3) Laboring in the Word. Paul reminds Timothy of the honor due to elders, “especially they who labor in the word and doctrine” (I Tim. 5:17). Many Scriptures emphasize the importance of sound doctrine, and the feeding of the flock. Not all elders are gifted teachers, but being “apt to teach” is one qualification of the elder (I Tim. 3:2). Here is a valuable opportunity to train younger men in an important leadership skill: let them participate in the study of the Word with the older men of the assembly. This brings honor to those who are more experienced or gifted in teaching the Word. It goes beyond one’s private studies for discipleship, message preparation or dealing with the inevitable problems growth brings. The value is not just in what elders study, but how they do it. Listening to one another, deferring graciously to other points of view is a form of honoring one another. In addition, learning to take careful notes and maintain records, hearing the names of honored teachers of the past and their writings are all priceless training tools for young men.
4) Shepherding the flock. In many assemblies, the elders become so involved in decision making and other administrative duties that scarcely any time remains for pastoral work. Yet the instruction to elders is clear: “Feed [pastor, shepherd] the flock of God which is among you…” (I Peter 5:2).
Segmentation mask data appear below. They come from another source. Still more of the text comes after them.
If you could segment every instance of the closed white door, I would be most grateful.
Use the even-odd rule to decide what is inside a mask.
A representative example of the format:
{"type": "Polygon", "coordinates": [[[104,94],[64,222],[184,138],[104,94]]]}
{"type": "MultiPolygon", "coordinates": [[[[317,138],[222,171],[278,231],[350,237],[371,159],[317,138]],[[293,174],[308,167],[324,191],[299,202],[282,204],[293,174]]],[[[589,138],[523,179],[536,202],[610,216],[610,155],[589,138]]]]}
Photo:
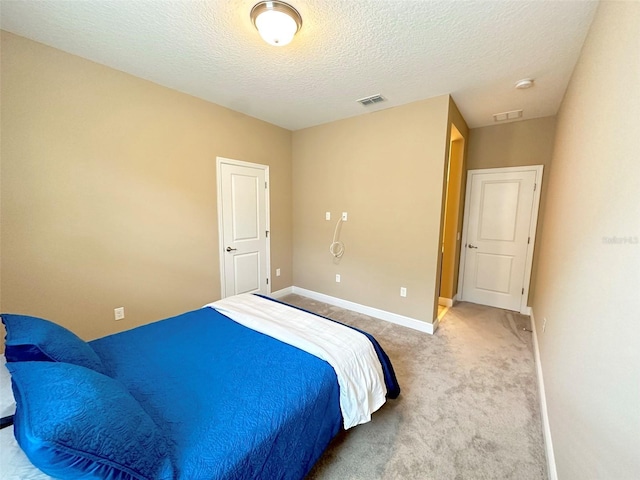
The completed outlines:
{"type": "Polygon", "coordinates": [[[218,158],[222,297],[270,293],[268,167],[218,158]]]}
{"type": "Polygon", "coordinates": [[[541,166],[468,172],[462,300],[525,308],[541,175],[541,166]]]}

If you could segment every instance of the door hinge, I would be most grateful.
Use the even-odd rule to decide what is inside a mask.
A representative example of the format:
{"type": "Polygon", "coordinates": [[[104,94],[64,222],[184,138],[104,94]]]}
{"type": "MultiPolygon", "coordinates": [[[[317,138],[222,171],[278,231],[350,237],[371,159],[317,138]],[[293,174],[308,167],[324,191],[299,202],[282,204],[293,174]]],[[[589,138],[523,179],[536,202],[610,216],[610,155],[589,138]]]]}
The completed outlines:
{"type": "Polygon", "coordinates": [[[269,285],[269,279],[267,278],[267,285],[269,285]]]}
{"type": "Polygon", "coordinates": [[[538,188],[538,184],[537,184],[537,183],[534,183],[534,184],[533,184],[533,191],[534,191],[534,192],[536,191],[536,188],[538,188]]]}
{"type": "Polygon", "coordinates": [[[265,188],[265,190],[266,190],[267,188],[269,188],[269,187],[267,187],[267,182],[264,182],[264,188],[265,188]]]}
{"type": "Polygon", "coordinates": [[[531,237],[527,237],[527,245],[531,243],[531,237]]]}
{"type": "Polygon", "coordinates": [[[524,295],[524,287],[522,287],[522,295],[524,295]]]}
{"type": "Polygon", "coordinates": [[[266,232],[264,232],[267,235],[267,238],[269,238],[269,230],[267,230],[266,232]]]}

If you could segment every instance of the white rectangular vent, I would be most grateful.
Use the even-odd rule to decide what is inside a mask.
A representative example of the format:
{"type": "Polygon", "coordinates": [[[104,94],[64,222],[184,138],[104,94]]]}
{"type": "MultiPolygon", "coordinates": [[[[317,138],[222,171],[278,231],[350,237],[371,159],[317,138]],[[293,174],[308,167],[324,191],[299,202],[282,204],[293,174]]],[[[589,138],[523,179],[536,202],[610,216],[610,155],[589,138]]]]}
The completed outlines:
{"type": "Polygon", "coordinates": [[[370,97],[364,97],[364,98],[361,98],[361,99],[356,100],[356,101],[361,103],[365,107],[367,107],[369,105],[373,105],[374,103],[384,102],[385,100],[386,100],[386,98],[384,98],[382,95],[378,94],[378,95],[371,95],[370,97]]]}
{"type": "Polygon", "coordinates": [[[516,120],[522,118],[522,110],[511,110],[510,112],[494,113],[494,122],[504,122],[506,120],[516,120]]]}

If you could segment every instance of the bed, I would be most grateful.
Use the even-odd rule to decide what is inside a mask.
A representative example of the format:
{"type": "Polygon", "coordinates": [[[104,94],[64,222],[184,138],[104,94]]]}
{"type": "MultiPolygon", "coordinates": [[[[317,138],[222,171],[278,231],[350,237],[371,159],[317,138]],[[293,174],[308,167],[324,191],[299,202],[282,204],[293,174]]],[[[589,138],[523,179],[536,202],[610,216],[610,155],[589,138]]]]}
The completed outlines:
{"type": "Polygon", "coordinates": [[[46,352],[24,341],[32,317],[16,317],[3,315],[15,440],[0,432],[15,478],[50,478],[36,465],[59,478],[301,479],[400,393],[373,337],[255,295],[87,344],[64,332],[76,348],[65,337],[46,352]]]}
Here is a work that is desperately needed today, and a virtual gold mine of practical opportunity for training future elders. Are we taking them along on visits to homes, hospitals, convalescent homes? Are they seeing us move among the believers on Sunday morning to greet and inquire, or is all available time spent with fellow elders discussing problems and arranging programs? Young men need to watch the shepherds care for marriages, for new believers, for the aged or infirm, and for those who seem to be growing cold in the faith. All the better if there are times to discuss how these various shepherding functions were carried out, and what lessons were learned.
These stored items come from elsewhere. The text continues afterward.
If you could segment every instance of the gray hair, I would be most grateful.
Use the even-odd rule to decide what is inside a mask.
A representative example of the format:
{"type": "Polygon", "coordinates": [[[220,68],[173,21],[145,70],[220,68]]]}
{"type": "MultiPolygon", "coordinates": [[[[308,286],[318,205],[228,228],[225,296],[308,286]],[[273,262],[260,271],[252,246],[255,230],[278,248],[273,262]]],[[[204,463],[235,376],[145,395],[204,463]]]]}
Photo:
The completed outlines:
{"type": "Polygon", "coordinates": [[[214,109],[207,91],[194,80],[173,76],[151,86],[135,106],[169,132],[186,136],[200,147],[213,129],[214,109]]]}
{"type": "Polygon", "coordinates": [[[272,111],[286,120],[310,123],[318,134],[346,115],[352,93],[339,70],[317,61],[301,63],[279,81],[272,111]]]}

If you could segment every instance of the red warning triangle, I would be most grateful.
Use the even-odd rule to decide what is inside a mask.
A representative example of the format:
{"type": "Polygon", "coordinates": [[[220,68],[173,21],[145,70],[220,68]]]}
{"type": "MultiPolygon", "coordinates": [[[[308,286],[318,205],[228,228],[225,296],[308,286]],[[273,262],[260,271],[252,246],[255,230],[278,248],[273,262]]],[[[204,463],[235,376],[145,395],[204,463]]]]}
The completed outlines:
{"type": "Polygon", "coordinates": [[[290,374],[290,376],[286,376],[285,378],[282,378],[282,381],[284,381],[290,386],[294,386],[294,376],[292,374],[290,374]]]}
5) Attending the regular and special meetings of the church. Perhaps it’s obvious, but after all the above, elders still must attend meetings, often many meetings. Such times can be useful in discipling the younger ones. Recently an elder friend read a letter from a younger man in our assembly. He wrote to thank the elder for inviting him to a weekend conference in a nearby state. He enjoyed the conference, was helped by the excellent ministry of the Word, but then he added: “The part of the weekend that made the biggest impact on my life, was the conversations we had in the car driving up and back to the conference!” What seemed like a rather mundane matter of traveling to a meeting, was used by God to make some spiritual gains in a young life.
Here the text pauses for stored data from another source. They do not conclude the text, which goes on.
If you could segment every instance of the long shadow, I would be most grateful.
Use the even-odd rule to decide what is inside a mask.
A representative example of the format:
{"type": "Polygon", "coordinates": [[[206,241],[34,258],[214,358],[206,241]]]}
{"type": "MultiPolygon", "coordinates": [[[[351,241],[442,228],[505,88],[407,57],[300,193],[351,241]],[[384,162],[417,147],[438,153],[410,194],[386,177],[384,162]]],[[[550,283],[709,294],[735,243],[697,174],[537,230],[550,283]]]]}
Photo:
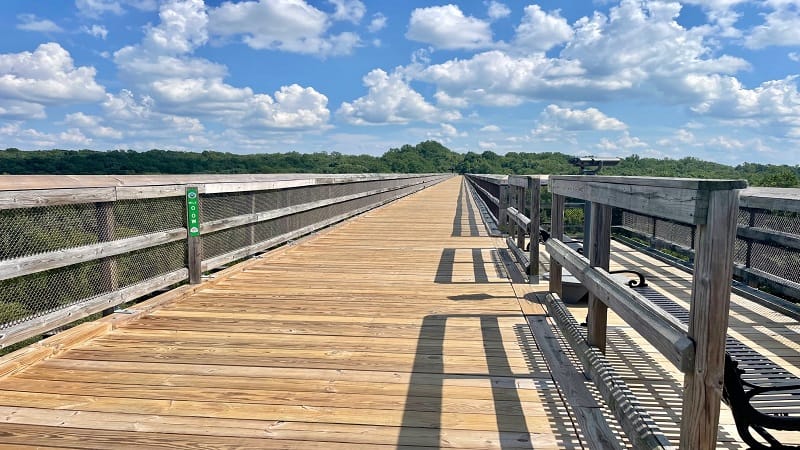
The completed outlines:
{"type": "MultiPolygon", "coordinates": [[[[525,418],[526,411],[519,396],[518,389],[531,388],[531,384],[537,390],[537,395],[541,399],[541,407],[544,408],[550,422],[550,429],[547,430],[547,433],[553,434],[561,443],[560,445],[565,448],[580,448],[580,444],[576,441],[575,431],[571,429],[569,418],[565,417],[563,409],[559,410],[560,398],[557,390],[552,386],[552,381],[542,375],[548,373],[546,365],[533,363],[541,358],[536,355],[536,344],[532,342],[533,338],[530,333],[522,335],[515,328],[520,351],[525,360],[529,362],[530,373],[515,374],[509,363],[509,355],[502,345],[497,345],[498,342],[503,341],[498,320],[502,317],[520,318],[518,314],[448,314],[423,318],[409,381],[406,407],[403,411],[403,421],[397,441],[398,447],[440,447],[444,381],[446,379],[471,378],[489,380],[491,383],[501,448],[533,449],[532,434],[542,432],[542,430],[536,430],[535,433],[532,433],[528,429],[525,418]],[[443,361],[447,319],[456,318],[473,318],[479,323],[483,354],[488,367],[486,373],[445,373],[443,361]],[[422,346],[423,340],[426,342],[424,347],[422,346]],[[413,406],[421,397],[428,397],[425,411],[419,411],[413,406]],[[435,399],[431,397],[435,397],[435,399]],[[420,428],[425,430],[420,430],[420,428]]],[[[481,443],[475,442],[474,444],[480,445],[481,443]]]]}
{"type": "MultiPolygon", "coordinates": [[[[683,382],[672,376],[624,330],[609,327],[606,357],[639,404],[673,443],[680,440],[683,382]]],[[[738,449],[738,438],[719,430],[718,449],[738,449]]]]}
{"type": "MultiPolygon", "coordinates": [[[[498,252],[497,249],[489,248],[444,248],[442,249],[442,254],[439,257],[439,265],[436,268],[436,275],[434,276],[434,283],[436,284],[487,284],[487,283],[499,283],[506,281],[505,278],[509,277],[510,275],[506,272],[505,267],[506,264],[503,262],[502,252],[498,252]],[[464,252],[469,251],[470,259],[467,261],[463,261],[460,263],[456,263],[456,252],[461,250],[463,255],[464,252]],[[488,250],[491,254],[491,265],[490,267],[494,271],[494,277],[503,279],[503,281],[490,281],[489,280],[489,273],[486,272],[487,262],[484,259],[483,251],[488,250]],[[453,277],[455,275],[455,268],[456,264],[462,267],[466,267],[470,265],[472,267],[472,275],[474,281],[453,281],[453,277]]],[[[508,256],[510,258],[510,256],[508,256]]],[[[521,277],[521,275],[520,275],[521,277]]]]}
{"type": "MultiPolygon", "coordinates": [[[[634,263],[638,263],[640,267],[646,267],[645,264],[647,264],[647,261],[634,252],[626,253],[625,258],[633,261],[634,263]]],[[[649,264],[647,265],[649,266],[649,264]]],[[[676,280],[674,276],[671,276],[668,272],[659,267],[651,267],[651,271],[656,273],[657,277],[671,278],[674,283],[681,286],[681,289],[691,292],[691,279],[680,278],[676,280]]],[[[652,287],[636,288],[636,290],[681,322],[685,324],[689,323],[689,311],[671,298],[662,295],[652,287]]],[[[764,322],[767,320],[764,316],[753,313],[752,311],[740,305],[736,305],[735,303],[731,303],[731,312],[736,313],[728,316],[728,328],[733,330],[747,330],[748,333],[753,333],[756,331],[754,324],[764,324],[764,322]],[[752,320],[752,323],[742,321],[739,316],[752,320]]],[[[787,323],[772,322],[769,325],[773,328],[776,326],[785,328],[787,323]]],[[[775,338],[777,333],[772,334],[758,332],[756,334],[759,337],[759,345],[771,352],[774,352],[775,354],[797,354],[796,348],[790,347],[789,345],[775,338]]],[[[762,355],[757,349],[751,348],[746,343],[743,343],[730,335],[726,337],[725,349],[728,353],[732,354],[737,358],[737,360],[739,360],[739,367],[748,372],[748,374],[745,375],[745,379],[760,379],[762,382],[765,379],[770,381],[776,380],[778,382],[786,382],[786,380],[791,380],[790,382],[792,383],[796,383],[798,381],[796,376],[791,374],[785,368],[781,367],[780,364],[775,363],[768,356],[762,355]]],[[[798,399],[797,396],[787,394],[783,397],[785,403],[784,406],[787,409],[800,409],[800,399],[798,399]]],[[[761,400],[754,403],[758,404],[760,401],[761,400]]],[[[769,404],[759,406],[763,406],[764,408],[770,407],[769,404]]]]}
{"type": "MultiPolygon", "coordinates": [[[[466,183],[466,182],[464,182],[466,183]]],[[[461,183],[461,188],[458,191],[458,203],[456,204],[456,214],[453,217],[453,233],[452,237],[475,237],[480,236],[480,226],[478,219],[475,215],[475,208],[469,200],[469,195],[466,195],[466,187],[461,183]],[[464,211],[467,213],[467,230],[464,229],[464,211]]]]}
Perhaps the real hurdle in involving younger men is something deep in the heart. True shepherding is not about power and control. Rather, it’s about being a servant. It comes from loving the Shepherd and the sheep. Just as the Good Shepherd did not think equality with God a thing to be grasped (Phil. 2:6), but gave Himself for the flock and then turned the work over to under shepherds, so the true elder rejoices when the Lord blesses simple attempts to bring along the next generation of servant leaders. Happy is the assembly that has elders with vision for future leaders, and some plans on how to prepare them.